ヒト白血球抗原(HLA)遺伝子複合体の多型分析は、疾患関連性を分析することに含まれる複雑性のモデルを提供し、これによって、迅速で信頼できる分析によって取り組むべき要求を描くのに役立つ。HLA複合体は、「異質の」骨髄又は組織に対して免疫反応を媒介する種々の抗原をコード化する複合高多型座を具える。現在のところ、282HLA−A、540HLA−B及び136HLA−CクラスI対立遺伝子、及び418HLA−DRB、24HLA−DQA1及び53HLA−DQB1クラスII対立遺伝子が同定されている。多くの公知の対立遺伝子シークエンスが、公共のデータベース、例えば、ヒト白血球抗原についてのIMGT/HLAデータベース、www.ebi.ac.uk/imgt/hla/intro.html)に見られる。
プローブターゲット相互作用パターンの解釈は、実験的な信号強度パターンから誘導された2進列(「反応パターン」)を、1つ(又はそれ以上)の対立遺伝子の組み合わせに一致させる、又は新しい対立遺伝子の有効性を確立するタスクを含んでいる。
自動対立遺伝子割当について、一体的なソフトウエア環境内で、自動分析及びインタラクティブ再検討及びこの分析の改良(「改善」)をサポートする方法及びアルゴリズム(及びそれらの実施)が開示されている。
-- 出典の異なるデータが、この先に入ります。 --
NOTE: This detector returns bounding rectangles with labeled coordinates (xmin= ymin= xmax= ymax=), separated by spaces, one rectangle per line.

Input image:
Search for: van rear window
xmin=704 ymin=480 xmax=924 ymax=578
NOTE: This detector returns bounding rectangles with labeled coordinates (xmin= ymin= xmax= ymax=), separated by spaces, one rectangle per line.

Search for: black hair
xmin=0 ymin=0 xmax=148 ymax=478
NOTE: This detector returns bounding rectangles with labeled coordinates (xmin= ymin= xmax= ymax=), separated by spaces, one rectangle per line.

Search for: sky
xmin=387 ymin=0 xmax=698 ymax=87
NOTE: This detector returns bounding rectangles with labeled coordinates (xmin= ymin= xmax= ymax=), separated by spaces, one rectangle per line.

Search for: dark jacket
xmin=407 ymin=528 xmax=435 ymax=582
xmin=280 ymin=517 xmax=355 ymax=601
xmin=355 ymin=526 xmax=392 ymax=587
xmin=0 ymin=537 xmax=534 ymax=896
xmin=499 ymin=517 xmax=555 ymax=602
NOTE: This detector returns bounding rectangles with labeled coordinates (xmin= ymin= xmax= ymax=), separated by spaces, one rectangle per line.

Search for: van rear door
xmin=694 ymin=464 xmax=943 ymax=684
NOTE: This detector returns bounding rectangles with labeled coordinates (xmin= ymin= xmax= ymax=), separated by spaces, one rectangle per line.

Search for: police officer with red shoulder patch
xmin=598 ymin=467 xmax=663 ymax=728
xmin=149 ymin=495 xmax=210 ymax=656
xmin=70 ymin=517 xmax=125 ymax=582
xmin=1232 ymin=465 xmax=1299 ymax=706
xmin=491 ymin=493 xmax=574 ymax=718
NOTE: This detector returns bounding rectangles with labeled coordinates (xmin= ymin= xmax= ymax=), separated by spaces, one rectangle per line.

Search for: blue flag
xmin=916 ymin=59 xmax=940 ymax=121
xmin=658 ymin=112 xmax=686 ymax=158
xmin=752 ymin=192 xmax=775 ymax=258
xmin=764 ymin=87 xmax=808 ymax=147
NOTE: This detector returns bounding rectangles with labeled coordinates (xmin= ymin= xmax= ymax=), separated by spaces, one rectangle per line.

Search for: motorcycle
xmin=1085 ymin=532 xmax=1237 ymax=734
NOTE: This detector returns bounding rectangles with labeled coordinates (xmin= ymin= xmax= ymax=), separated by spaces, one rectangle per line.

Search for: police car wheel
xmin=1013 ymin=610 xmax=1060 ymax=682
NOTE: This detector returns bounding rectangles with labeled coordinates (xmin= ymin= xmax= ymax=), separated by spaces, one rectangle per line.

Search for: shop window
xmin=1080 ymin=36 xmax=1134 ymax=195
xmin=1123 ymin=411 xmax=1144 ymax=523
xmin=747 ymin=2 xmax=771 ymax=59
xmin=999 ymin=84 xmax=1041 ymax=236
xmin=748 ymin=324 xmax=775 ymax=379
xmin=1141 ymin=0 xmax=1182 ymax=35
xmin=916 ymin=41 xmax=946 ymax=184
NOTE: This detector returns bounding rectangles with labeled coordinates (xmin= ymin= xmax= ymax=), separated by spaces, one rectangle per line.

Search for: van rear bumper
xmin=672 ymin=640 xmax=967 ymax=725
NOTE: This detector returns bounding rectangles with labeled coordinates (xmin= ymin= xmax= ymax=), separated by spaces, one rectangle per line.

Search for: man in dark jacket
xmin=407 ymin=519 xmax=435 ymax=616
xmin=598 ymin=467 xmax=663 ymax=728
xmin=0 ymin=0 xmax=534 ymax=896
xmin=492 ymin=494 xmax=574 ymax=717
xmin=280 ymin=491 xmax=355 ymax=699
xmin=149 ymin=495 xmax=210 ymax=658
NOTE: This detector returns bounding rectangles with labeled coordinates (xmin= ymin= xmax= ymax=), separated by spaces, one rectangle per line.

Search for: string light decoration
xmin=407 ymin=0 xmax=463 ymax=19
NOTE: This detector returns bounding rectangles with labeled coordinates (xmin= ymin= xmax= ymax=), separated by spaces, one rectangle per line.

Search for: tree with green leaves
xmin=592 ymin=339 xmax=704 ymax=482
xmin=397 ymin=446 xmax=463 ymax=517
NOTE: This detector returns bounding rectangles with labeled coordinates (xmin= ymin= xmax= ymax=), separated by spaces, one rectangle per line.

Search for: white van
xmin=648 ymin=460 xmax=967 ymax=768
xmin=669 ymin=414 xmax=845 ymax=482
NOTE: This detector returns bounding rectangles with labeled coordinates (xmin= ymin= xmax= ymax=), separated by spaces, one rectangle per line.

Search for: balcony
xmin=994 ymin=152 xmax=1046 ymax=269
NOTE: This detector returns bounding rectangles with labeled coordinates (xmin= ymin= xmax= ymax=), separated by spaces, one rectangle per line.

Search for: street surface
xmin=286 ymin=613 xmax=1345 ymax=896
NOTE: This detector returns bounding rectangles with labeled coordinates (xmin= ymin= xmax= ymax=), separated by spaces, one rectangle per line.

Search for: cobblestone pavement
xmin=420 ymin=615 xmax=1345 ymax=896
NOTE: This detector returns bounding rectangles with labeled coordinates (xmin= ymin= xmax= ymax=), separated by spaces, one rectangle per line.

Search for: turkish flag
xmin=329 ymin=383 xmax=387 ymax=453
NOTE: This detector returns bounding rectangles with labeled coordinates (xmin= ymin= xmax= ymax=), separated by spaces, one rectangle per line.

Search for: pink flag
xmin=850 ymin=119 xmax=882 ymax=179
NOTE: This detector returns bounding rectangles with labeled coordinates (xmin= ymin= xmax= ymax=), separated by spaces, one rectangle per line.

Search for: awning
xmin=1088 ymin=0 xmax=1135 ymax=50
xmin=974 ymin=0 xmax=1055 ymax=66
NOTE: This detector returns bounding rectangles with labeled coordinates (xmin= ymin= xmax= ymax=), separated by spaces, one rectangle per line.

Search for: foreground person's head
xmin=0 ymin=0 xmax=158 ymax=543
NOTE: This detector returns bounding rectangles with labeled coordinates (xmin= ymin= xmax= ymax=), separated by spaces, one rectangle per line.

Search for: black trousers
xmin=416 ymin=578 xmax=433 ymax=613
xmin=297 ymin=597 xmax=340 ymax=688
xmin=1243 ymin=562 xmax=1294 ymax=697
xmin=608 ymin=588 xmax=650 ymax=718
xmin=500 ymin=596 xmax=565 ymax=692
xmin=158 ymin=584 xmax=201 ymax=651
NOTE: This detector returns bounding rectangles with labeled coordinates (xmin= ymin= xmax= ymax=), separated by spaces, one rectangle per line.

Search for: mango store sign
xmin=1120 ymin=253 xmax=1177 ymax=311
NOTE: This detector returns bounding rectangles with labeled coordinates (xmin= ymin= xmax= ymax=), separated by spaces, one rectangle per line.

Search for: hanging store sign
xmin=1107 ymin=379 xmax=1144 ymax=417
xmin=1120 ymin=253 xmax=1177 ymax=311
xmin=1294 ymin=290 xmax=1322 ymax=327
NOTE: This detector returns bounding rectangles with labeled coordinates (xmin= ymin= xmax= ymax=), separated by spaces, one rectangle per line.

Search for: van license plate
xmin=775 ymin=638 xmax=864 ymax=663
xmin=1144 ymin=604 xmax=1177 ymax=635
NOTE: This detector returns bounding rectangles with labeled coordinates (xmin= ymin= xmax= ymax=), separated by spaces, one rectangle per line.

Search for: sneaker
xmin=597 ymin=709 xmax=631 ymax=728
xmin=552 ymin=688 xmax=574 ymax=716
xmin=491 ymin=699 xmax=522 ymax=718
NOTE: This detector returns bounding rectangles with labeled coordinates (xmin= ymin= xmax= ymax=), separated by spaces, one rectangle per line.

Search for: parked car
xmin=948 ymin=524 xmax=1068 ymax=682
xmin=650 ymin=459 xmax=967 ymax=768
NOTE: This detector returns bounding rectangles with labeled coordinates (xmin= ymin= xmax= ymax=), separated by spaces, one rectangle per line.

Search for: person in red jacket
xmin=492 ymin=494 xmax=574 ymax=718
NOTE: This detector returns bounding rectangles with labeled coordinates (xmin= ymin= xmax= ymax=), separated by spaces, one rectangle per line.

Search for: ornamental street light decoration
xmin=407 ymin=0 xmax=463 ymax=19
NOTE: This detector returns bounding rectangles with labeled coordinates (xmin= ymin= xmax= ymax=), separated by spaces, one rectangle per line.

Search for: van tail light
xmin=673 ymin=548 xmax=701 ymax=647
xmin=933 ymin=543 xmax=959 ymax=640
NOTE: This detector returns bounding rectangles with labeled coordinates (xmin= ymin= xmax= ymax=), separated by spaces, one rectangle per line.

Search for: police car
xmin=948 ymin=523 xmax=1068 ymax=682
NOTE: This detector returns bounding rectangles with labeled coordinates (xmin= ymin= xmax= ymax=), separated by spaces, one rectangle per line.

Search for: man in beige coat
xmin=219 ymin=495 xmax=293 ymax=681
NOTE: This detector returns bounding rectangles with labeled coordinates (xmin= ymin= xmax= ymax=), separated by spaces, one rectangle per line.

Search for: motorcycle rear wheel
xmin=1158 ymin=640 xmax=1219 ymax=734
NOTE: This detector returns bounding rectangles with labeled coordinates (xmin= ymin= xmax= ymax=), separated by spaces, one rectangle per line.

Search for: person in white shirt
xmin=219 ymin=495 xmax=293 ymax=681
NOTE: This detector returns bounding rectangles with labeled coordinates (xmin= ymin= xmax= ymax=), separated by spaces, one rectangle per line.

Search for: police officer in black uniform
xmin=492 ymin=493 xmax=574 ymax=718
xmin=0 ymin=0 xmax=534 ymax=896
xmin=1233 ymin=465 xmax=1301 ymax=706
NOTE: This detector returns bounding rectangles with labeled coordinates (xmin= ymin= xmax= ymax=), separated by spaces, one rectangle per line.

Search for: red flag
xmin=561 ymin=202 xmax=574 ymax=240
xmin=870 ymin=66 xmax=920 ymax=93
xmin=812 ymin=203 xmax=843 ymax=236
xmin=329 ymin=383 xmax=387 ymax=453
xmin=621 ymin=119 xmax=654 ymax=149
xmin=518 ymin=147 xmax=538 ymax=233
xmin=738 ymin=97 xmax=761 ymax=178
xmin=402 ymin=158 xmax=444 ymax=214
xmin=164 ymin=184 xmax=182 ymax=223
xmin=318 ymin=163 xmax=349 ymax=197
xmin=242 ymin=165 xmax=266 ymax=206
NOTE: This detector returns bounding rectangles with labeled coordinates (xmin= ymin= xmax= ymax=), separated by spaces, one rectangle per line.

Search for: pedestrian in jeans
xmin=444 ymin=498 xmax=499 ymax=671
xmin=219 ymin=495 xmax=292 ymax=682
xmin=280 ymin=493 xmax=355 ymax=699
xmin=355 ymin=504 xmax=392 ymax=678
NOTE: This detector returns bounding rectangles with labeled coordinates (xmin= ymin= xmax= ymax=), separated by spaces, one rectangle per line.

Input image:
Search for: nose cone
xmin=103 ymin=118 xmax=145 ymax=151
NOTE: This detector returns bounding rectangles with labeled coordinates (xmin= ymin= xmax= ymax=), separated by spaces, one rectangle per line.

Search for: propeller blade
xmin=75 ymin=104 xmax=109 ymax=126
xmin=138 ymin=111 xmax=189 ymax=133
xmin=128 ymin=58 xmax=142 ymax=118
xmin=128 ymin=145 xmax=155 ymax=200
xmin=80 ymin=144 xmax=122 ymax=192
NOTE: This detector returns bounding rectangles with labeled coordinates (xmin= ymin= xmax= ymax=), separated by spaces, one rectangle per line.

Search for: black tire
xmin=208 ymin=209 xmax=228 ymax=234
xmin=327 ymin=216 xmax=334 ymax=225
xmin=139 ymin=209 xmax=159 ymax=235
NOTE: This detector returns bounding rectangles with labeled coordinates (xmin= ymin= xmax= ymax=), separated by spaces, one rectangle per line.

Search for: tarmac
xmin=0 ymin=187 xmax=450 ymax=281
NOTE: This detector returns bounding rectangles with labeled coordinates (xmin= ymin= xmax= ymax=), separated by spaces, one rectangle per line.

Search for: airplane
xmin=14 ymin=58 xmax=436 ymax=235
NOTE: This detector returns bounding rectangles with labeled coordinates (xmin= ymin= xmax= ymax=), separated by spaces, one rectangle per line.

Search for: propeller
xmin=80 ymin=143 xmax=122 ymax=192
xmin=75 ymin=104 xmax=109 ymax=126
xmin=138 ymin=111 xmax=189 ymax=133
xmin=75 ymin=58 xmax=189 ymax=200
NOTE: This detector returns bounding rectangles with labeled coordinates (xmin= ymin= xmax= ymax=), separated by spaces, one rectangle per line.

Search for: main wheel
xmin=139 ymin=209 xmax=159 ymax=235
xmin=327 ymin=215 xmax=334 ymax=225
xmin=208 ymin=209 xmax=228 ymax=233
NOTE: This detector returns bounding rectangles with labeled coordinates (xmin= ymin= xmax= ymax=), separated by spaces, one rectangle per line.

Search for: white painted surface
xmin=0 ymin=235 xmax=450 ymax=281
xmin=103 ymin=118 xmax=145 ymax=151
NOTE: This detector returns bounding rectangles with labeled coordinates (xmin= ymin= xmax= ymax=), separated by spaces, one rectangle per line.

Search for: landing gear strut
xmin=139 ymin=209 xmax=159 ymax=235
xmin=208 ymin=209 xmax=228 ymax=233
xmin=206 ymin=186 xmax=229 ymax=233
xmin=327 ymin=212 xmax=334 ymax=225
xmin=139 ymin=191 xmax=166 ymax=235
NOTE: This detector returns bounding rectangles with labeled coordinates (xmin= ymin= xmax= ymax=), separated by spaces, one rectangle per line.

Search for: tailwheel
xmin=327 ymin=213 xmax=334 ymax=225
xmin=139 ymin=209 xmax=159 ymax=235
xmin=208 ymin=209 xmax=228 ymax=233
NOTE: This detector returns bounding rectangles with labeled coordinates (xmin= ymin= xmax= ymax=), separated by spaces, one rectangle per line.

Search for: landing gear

好ましくは、自動対立遺伝子割当(「AAA」)プログラムと呼ばれるソフトウエアシステム及びプログラムでの実施は、可視化し、インポートし、エクスポートし、カスタマイズできる概要レポートを作ることが出来るポータブルデータベースへの一体的なインターフェイスによるデータ管理と;ユーザ認証、トレーニングセット分析、及びプローブマスキングを含むシステム構成(「セットアップ」)と;文字列照合及びプローブフリップを含むパターン分析と;リアルタイムでのデータベース計算と「カットアンドペースト」編集、「警告」メッセージの生成、及び注釈のサポート、とを組み合わせるインタラクティブ改善と;を含む多様な機能を提供する。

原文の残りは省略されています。